» 11/22/2004 ASIA - PACIFIC APEC: open face-off between China and the US Differences appear over exchange policy, Latin America, North Korea and Taiwan.
Santiago (AsiaNews/Agencies) China's attempt to exert greater international clout has led to confrontation with the US at the Asia-Pacific Economic Cooperation (APEC) meeting that ended yesterday in Santiago (Chile).
Whilst leaders from Pacific-Rim countries discussed trade issues in the two-day summit, Chinese President Hu Jintao and US President George W. Bush also held bilateral talks over several issues. The exchange rate was one of them.
Beijing has been calling on the US to take steps to stabilise the US dollar. Unless this done, China will not reform its own foreign exchange system. The current situation is favourable to China whose exports are undervalued whilst imports are too expensive. This is substantially due to the fact that yuan is not yet convertible. Pegged at 8.3 against the green back for a decade, the value of yuan is so low that it unfairly favours Chinese exports.

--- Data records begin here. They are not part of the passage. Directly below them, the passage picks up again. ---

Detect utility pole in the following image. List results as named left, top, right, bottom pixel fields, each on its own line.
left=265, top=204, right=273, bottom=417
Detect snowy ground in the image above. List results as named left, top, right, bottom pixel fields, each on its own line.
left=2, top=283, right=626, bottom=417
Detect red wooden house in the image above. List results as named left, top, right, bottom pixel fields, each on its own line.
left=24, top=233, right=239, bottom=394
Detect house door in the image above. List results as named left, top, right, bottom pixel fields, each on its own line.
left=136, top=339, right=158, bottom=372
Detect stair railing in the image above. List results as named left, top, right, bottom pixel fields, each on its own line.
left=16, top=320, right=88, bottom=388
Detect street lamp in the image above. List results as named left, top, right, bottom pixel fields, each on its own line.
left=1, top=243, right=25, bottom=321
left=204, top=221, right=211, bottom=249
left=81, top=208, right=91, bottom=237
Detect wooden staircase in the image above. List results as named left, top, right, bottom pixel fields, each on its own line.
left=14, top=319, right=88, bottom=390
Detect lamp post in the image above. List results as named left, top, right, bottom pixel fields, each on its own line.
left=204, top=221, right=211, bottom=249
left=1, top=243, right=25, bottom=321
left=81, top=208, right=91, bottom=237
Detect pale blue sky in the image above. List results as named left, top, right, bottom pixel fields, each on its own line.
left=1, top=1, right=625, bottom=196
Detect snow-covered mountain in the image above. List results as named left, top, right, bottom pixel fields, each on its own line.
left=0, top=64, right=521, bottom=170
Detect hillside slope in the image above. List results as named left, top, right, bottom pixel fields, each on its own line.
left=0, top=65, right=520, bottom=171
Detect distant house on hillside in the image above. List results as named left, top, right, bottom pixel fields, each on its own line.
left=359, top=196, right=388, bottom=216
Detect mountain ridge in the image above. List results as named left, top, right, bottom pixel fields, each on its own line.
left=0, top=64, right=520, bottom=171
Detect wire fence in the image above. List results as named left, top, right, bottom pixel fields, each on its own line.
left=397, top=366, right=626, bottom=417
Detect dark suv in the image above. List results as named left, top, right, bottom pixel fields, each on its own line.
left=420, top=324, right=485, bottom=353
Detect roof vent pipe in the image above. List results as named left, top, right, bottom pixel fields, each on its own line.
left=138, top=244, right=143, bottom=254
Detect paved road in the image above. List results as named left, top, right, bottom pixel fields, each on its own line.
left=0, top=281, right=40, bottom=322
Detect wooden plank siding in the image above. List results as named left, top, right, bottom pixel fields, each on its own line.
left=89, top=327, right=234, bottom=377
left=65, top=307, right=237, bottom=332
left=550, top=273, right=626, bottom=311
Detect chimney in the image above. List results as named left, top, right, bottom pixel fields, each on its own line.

China's trade relations with Latin America are another bone of contention. A declining dollar means a declining US influence in areas like Latin America. China intends to profit and become Latin America's main trading partner. In Santiago, Hu Jintao has unveiled plans to invest US$ 30 billion in the region and signed 11 bilateral accords with Brazil. China is already the largest importer of Chilean copper and iron as well as Brazilian bauxite and zinc. Bush did say that the growth in China's trade with Latin America was "good for global prosperity".
International security was another stumbling block. China called the United States an obstacle to a peaceful resolution of the North Korean nuclear issue. In bilateral meetings with South Korean President Roh Moo-Hyun and Mr Bush on Saturday, Mr Hu urged patience and flexibility on the North Korean issue and pledged to get a new round of six-party talks off at an early date. "The extreme mutual mistrust between North Korea and the United States is the biggest barrier to the peaceful resolution of the issue," China's Foreign Ministry spokesman Kong Quan said.
US-Sino relations are also clouded by the Taiwan issue. Hu Jintao called on the US to help crack down on separatist and independence forces on the island. "Taiwan independence forces [. . .] will seriously compromise peace, stability and prosperity in the Asian Pacific region," Mr Hu said. Up to now, Beijing had considered the Taiwan issue an internal affair and refused any outside interference.